Rolapp didn’t sound persuaded by the planned sports streaming bundled service announced last month by Disney, Fox and Warner Bros Discovery. The offering, expected to launch this fall, caused an initial stir but as the news has fully been digested its impact seems likely to be less sweeping than some observers had initially made it seem.

“We were a little surprised by it,” Rolapp said. “The press loved to talk about how surprised we were. We were a bit surprised but I don’t think it affects anything we do. It’s interesting. They’re positioning it as the ultimate sports bundle but it’s missing more than half of NFL football” because NBCU and CBS parent Paramount are not part of the venture.

“I don’t understand how a sports fan’s going to look at that and say that’s better value than, say, for another $20 a month I could buy YouTube TV and have all of the NFL and actually have access to Sunday Ticket,” Rolapp continued. “I’m a bit confused personally by the value proposition. They clearly see something maybe that we don’t at the time. But I do know our partners, which we do like, are leaning in and trying to figure out this new world. You can’t say that’s not a bold step. It certainly is. That will probably have ramifications a bit in the pay-TV world. But we’ll have to see how it plays out.”

Asked about the returns on the league’s investments in streaming, with Amazon’s Prime Video taking over Thursday Night Football and Peacock hosting a playoff game, Rolapp said the league was “happy with the results.”

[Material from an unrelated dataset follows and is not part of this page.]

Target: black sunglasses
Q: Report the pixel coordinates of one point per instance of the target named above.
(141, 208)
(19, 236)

He said the NFL’s strategic emphasis on the kind of reach made possible by broadcast TV or a “ubiquitous” platform like Amazon has been “one of the secrets of the success” of the league. “We have turned down through the years many opportunities to place our games on platforms that are much less-distributed than broadcast television, for more money, and we’ve always said no to it because reach is important.”